Character Analysis Charles Bovary


Charles is a dull, unimaginative country doctor. From the opening chapters, we are made aware that Charles must work very diligently at something that comes easily for others. He lacks the dashing imagination that characterizes his father, the elder Bovary. His constant struggle to achieve almost anything is a part of his essential nature. He has no natural talents and must work twice as hard as others in order to achieve the simplest results.

In his school, we saw that when he relaxes he gives himself over to aimless wanderings and ultimately fails his examinations. Furthermore, he is the type who can be easily controlled by a woman. First, his mother ruled his life completely for him, even arranging a marriage for him with a woman about twenty years older than he. Thus his first wife was able to rule him rather easily. But these women make it exceptionally easy for Emma to control Charles and to get her way in every matter.

Charles functions as a complete contrast to Emma. His plodding nature and his routine ardors and embraces suggest his insensitive nature. He is content with commonplace activities and is too dull to notice Emma's dissatisfaction. He assumes that Emma is as happy as he is, and he is incapable of detecting any subtle differences in their life. Whereas Emma burns to experience everything in life, Charles feels that with the birth of his daughter, he has now gone through the complete list of human experiences. His contentment with his life only makes life more unbearable for Emma.

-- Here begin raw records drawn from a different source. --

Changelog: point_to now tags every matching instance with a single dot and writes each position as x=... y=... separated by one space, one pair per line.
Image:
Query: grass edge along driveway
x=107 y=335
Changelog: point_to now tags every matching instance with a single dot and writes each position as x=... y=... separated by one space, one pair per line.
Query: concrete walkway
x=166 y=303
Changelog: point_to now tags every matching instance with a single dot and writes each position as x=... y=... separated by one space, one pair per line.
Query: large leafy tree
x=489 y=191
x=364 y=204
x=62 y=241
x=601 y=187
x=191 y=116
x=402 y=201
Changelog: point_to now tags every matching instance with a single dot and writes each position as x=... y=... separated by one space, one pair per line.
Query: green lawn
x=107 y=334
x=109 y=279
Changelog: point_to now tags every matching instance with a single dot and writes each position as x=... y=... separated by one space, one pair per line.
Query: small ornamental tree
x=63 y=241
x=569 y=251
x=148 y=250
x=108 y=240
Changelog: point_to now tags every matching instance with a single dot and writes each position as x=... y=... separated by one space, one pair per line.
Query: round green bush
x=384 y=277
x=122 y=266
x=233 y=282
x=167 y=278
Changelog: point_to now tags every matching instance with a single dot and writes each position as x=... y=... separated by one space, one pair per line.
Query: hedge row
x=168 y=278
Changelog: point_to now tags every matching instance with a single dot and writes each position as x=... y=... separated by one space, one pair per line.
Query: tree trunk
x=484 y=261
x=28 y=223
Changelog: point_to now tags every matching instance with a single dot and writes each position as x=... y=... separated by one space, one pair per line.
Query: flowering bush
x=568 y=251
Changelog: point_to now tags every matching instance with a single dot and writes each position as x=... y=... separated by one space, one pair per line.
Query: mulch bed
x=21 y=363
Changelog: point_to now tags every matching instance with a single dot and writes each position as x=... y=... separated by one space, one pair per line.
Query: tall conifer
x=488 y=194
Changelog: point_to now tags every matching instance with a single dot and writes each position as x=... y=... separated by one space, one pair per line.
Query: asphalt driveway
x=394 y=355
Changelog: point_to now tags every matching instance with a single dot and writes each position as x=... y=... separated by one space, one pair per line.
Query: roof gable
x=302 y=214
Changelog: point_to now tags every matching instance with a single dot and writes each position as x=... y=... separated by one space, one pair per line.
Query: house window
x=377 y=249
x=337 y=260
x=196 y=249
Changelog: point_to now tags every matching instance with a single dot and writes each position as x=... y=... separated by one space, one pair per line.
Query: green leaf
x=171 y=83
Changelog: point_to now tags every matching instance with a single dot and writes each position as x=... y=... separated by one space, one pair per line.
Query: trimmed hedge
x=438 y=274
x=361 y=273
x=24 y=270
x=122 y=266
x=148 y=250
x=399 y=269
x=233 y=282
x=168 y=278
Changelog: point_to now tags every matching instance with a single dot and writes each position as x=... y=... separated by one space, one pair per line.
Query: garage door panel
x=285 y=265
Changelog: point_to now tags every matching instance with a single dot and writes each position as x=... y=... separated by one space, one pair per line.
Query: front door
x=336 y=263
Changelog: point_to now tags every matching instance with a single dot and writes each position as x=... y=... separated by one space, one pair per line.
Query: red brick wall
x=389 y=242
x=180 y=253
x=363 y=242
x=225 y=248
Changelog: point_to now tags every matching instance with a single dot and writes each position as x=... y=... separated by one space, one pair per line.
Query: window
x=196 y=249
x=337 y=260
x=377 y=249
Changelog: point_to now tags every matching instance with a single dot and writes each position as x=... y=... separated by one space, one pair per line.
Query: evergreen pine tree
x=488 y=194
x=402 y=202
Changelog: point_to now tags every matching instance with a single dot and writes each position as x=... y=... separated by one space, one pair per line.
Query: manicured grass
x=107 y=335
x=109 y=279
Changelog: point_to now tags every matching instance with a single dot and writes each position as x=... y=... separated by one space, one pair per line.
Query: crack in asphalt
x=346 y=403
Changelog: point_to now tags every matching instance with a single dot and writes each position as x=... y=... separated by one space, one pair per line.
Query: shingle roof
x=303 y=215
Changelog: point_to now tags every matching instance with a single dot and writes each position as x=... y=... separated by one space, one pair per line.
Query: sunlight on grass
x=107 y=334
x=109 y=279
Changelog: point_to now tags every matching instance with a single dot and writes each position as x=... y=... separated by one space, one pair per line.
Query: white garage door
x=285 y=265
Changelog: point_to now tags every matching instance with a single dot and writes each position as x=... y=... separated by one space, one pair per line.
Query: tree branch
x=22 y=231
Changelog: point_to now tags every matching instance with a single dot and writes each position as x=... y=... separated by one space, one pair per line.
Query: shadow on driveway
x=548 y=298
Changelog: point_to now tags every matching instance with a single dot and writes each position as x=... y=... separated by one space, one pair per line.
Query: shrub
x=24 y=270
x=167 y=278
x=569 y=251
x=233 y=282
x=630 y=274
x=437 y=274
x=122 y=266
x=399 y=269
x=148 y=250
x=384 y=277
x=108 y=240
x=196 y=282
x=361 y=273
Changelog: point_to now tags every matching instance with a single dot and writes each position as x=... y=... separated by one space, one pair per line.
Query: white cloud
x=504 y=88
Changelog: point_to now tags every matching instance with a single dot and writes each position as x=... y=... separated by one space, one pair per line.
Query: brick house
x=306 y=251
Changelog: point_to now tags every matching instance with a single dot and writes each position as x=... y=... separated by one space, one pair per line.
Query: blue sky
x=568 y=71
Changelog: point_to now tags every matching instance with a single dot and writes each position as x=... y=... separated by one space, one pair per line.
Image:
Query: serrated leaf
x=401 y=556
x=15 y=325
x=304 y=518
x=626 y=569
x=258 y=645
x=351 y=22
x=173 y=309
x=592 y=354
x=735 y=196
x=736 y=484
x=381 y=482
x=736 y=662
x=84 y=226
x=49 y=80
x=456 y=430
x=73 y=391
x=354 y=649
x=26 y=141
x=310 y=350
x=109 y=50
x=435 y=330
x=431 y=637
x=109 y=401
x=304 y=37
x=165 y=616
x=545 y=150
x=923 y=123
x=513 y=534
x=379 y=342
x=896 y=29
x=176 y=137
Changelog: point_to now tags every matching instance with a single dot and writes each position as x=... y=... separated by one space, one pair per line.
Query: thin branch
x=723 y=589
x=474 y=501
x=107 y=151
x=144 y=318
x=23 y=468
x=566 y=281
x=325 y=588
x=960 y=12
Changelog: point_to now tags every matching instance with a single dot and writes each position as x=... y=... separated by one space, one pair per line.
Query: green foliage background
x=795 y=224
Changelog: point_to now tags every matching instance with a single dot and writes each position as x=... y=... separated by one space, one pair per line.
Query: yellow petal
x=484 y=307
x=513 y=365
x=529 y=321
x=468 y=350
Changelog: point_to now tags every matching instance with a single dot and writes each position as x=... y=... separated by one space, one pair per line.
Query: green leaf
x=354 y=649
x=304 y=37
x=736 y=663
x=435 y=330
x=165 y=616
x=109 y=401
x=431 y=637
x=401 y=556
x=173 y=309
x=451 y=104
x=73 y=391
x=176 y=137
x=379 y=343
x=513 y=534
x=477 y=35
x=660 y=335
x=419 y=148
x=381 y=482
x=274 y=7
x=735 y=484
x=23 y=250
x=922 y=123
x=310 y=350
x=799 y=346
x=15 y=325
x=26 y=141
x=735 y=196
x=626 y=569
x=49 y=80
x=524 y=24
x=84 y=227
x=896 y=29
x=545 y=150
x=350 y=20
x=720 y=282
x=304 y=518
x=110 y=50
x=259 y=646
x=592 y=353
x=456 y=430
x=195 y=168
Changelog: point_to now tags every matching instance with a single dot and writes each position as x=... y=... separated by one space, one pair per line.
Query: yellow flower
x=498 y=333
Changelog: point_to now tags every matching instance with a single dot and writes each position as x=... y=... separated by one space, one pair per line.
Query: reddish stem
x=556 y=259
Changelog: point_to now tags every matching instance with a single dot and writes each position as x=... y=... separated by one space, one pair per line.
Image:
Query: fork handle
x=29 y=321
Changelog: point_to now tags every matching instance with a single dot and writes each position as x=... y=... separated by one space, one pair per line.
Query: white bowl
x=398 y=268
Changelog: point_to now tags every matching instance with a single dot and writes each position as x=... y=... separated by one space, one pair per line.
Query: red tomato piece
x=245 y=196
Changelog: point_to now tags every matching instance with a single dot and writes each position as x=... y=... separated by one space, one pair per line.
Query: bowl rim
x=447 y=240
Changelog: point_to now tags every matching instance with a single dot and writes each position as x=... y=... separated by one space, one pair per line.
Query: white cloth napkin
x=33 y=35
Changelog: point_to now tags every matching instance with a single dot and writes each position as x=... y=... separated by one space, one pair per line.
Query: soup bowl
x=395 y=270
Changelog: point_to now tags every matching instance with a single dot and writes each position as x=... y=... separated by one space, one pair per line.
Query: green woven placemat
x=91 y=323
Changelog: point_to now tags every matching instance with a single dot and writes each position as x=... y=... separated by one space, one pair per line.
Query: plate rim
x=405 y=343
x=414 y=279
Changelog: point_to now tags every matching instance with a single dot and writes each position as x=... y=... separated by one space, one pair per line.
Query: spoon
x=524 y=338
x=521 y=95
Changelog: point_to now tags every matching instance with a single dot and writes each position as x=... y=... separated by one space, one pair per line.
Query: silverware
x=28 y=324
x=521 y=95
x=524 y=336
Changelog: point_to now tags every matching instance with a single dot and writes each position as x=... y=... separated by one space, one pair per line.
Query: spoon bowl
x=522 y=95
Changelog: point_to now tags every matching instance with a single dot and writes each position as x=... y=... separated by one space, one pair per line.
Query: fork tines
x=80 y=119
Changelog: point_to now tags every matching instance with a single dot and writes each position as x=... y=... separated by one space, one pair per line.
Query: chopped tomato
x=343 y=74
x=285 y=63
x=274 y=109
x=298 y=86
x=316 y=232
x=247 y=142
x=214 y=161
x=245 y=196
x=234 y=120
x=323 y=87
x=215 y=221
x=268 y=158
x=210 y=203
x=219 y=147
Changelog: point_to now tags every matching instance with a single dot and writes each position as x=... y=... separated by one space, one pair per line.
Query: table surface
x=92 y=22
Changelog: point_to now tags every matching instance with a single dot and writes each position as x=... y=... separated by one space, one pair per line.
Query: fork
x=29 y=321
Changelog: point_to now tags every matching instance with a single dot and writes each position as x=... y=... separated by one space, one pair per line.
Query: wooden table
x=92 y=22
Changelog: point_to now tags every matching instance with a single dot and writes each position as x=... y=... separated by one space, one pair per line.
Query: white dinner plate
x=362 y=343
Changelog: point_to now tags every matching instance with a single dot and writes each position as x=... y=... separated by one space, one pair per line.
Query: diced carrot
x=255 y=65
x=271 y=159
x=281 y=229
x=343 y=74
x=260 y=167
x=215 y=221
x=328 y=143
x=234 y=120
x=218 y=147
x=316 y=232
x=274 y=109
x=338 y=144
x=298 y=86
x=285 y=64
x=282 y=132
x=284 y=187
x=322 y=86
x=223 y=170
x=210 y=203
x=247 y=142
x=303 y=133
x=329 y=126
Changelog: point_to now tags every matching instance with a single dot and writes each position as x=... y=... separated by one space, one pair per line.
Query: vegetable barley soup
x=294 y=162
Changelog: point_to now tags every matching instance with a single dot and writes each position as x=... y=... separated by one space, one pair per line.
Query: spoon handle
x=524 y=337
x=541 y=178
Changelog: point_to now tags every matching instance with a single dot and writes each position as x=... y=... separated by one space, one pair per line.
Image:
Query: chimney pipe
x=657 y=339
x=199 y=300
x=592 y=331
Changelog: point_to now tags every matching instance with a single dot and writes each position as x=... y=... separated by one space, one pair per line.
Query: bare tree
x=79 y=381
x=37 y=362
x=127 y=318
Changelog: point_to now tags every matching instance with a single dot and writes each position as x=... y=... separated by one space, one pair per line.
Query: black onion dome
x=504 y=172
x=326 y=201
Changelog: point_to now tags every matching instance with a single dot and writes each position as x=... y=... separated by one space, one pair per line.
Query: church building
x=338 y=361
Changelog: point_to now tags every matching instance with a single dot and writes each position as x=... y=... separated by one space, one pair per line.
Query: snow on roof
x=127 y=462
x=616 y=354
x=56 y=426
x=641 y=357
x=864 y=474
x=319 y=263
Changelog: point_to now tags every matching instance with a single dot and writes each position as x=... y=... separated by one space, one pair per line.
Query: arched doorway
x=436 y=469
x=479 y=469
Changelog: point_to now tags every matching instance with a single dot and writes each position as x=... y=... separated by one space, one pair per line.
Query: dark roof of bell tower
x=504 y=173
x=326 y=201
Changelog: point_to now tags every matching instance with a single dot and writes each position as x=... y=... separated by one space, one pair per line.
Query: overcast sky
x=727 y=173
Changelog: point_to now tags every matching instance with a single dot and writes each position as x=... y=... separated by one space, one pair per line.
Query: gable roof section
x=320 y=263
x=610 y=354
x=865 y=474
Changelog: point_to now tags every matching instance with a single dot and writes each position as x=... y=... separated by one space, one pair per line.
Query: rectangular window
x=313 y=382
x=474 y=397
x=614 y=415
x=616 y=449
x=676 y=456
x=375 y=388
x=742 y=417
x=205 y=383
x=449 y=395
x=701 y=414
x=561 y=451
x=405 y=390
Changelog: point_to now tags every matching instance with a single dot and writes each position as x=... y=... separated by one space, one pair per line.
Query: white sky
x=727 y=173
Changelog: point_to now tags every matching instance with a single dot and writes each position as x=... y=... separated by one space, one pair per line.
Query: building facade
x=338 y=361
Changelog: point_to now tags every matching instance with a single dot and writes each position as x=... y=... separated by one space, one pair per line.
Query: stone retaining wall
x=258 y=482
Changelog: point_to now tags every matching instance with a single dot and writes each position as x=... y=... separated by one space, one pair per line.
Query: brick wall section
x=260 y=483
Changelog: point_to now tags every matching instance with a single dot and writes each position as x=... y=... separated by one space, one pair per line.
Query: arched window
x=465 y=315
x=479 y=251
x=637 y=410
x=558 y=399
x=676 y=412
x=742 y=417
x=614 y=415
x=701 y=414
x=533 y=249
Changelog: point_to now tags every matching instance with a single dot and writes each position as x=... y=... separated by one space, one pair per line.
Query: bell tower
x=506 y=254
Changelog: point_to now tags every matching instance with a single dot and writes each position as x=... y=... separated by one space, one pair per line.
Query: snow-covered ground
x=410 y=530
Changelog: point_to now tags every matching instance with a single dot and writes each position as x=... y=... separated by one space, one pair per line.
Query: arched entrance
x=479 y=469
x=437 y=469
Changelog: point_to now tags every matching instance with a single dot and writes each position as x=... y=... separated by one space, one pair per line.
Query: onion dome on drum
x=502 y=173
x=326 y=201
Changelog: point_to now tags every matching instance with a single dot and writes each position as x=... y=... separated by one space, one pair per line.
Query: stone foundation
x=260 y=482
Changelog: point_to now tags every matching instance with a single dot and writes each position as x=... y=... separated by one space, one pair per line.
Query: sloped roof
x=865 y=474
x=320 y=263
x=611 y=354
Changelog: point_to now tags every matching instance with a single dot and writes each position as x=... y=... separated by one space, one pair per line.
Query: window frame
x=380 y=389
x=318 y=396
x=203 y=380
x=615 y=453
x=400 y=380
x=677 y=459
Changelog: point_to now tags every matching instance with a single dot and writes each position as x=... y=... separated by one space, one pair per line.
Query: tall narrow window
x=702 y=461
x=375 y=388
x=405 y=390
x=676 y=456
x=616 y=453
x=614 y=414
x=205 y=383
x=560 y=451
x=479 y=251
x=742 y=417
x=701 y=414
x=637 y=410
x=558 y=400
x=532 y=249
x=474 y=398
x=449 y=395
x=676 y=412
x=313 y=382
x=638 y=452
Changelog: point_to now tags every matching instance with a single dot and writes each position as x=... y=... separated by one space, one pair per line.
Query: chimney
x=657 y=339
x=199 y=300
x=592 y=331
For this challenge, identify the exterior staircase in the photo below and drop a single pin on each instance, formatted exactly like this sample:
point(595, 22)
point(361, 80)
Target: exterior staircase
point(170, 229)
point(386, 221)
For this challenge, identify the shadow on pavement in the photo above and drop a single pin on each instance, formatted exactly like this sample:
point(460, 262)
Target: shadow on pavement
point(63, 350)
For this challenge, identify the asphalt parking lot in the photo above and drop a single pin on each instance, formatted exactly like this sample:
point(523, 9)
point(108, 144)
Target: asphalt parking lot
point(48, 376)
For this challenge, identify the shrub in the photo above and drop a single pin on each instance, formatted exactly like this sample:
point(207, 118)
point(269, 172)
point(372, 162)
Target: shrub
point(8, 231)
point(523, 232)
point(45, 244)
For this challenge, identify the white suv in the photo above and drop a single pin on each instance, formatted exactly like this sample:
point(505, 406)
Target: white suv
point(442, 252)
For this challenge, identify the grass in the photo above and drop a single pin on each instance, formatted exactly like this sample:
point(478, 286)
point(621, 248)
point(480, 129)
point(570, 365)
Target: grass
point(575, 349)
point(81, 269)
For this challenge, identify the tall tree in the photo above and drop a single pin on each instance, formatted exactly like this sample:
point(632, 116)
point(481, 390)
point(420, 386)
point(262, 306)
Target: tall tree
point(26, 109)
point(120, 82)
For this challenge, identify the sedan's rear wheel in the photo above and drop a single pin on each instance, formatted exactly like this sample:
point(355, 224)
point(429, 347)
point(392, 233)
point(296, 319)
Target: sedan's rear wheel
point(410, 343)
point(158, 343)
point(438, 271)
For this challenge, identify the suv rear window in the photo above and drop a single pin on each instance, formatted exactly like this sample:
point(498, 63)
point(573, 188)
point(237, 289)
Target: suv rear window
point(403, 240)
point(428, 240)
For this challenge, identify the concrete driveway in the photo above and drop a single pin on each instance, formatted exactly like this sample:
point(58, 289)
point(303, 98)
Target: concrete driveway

Charles' only attribute is his devoted love for Emma. His every concern is directed toward her happiness and his love and devotion are completely unselfish. When Emma is sick, he leaves all else and devotes himself entirely to her recovery. He is capable of unselfish feelings whereas Emma is concerned only with herself.

Charles is the dull commonplace little man, the typical representative of the insensitive and unimaginative human being. He was intended by Flaubert to personify many of the most appalling aspects of provincial, middle-class society.